Tasman rugby league team

Club information
- Nickname(s): Titans, Orcas
- Founded: 1995

Current details
- Coach: Stuart Esera
- Competition: New Zealand Rugby League

Records
- Rugby League Cup: 2001-02
- Mainland Super 10: 2000
- South Island Zone: 2012

= Tasman rugby league team =

The Tasman rugby league team are New Zealand rugby league team that represents the Tasman Rugby League. They have previously been nicknamed the Orcas but in 2010 adopted the Titans nickname. The district was previously known as Nelson/Marlborough.

==History==
===Early years===
Nelson held one of the first New Zealand rugby league competitions in 1910 and the region produced four New Zealand representatives between 1910 and 1911; Charles James, Pat Hannigan, Dave Mason and Bert Feary. In many parts of New Zealand, rugby league went into recess with the outbreak of World War I.

In 1991 Nelson, who were coached by former Kiwi Kevin Dixon, played a three match series against Marlborough, winning the first 30-20 before losing the second 24-32 and drawing the third match 26-all.

===Tasman district===
A Nelson-Marlborough side first played as an independent district in 1977, who played Otago, Southland, West Coast, Canterbury etc but it was not until the 1997 season that the Tasman name was adopted. In 1998 they won the Central Zone of the National Provincial Competition Second Division before losing to Otago in the semi-finals.

In 2000 the team competed in the Mainland Super 10 against other South Island district teams and clubs from the Canterbury Rugby League. The Orcas made the final and defeated Hornby 20-0 to win the championship.

In 2001 Tasman won the Rugby League Cup, defeating Coastline. They lost to trophy to Otago in the first game of the 2002 season.

In 2004 the Orcas defeated the touring Russian national team 32-16.

In 2010 the Tasman side lost two matches against the West Coast, 4-36 and 14-56.

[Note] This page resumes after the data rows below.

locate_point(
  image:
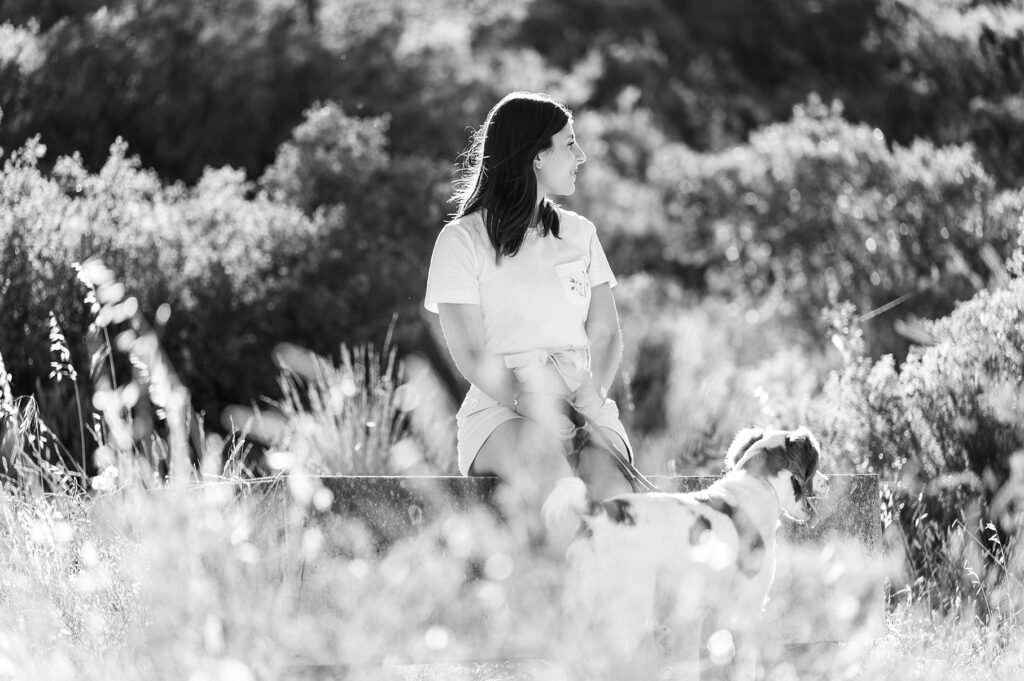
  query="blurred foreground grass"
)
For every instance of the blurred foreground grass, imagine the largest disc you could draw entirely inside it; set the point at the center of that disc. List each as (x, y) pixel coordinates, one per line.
(162, 570)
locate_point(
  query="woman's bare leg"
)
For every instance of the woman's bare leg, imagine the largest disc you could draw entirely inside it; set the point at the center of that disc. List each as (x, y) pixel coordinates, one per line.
(600, 473)
(529, 461)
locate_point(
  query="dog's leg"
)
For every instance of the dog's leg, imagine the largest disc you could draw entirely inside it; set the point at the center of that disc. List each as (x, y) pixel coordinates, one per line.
(682, 649)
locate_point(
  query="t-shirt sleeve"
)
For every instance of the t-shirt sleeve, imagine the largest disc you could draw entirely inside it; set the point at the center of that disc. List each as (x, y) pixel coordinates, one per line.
(453, 277)
(600, 270)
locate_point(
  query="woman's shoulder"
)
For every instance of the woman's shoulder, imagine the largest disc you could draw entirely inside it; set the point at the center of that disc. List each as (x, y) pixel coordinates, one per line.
(570, 222)
(468, 226)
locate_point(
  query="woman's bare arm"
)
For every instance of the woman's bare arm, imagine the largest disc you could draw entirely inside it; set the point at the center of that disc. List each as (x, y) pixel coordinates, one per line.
(463, 328)
(604, 336)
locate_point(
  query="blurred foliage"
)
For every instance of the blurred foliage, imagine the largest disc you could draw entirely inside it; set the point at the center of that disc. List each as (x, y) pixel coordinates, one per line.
(945, 433)
(714, 75)
(220, 258)
(822, 210)
(751, 165)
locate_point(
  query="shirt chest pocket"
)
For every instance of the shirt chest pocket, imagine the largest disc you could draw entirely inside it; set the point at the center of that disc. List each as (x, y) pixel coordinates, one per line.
(576, 282)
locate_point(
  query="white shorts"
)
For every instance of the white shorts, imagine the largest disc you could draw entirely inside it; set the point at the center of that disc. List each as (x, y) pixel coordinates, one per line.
(480, 416)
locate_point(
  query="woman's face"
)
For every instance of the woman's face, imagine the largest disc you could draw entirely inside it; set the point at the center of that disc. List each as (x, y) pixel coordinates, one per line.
(556, 166)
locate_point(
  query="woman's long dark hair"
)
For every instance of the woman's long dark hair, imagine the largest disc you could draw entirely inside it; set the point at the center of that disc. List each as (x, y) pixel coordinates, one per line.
(498, 177)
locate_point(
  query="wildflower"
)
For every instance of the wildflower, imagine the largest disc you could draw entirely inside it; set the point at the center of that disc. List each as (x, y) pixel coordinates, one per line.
(60, 364)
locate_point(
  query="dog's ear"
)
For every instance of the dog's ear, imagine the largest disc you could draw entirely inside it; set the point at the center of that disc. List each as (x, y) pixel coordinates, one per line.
(742, 441)
(802, 453)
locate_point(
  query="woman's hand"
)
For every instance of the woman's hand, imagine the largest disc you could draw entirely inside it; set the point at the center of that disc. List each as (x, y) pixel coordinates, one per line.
(588, 399)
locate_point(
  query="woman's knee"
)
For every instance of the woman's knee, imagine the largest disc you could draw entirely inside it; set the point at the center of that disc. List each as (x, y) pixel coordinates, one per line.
(520, 447)
(602, 476)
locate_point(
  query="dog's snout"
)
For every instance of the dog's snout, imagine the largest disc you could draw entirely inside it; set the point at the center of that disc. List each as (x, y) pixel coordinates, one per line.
(820, 485)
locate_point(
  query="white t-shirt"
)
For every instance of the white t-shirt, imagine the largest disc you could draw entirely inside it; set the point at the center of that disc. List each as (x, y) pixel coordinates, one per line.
(537, 299)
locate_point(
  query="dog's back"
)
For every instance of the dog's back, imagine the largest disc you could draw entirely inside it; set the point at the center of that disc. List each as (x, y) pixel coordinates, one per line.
(646, 564)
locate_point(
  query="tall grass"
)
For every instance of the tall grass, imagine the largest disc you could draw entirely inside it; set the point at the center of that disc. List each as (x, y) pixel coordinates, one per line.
(169, 573)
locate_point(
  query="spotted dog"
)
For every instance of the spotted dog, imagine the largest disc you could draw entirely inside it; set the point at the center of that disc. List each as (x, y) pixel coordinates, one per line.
(650, 576)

In 2011 Tasman will compete in a South Island home-and-away series against West Coast, Canterbury, Otago and Southland.

===Notable players===

During the 1990s and early 2000s Tasman were coached by Paul Bergman who later went on to coach Wellington and be an assistant coach of the New Zealand national rugby league team. Former internationals Phil Bergman (Paul's brother) and Simon Angell have also represented Tasman.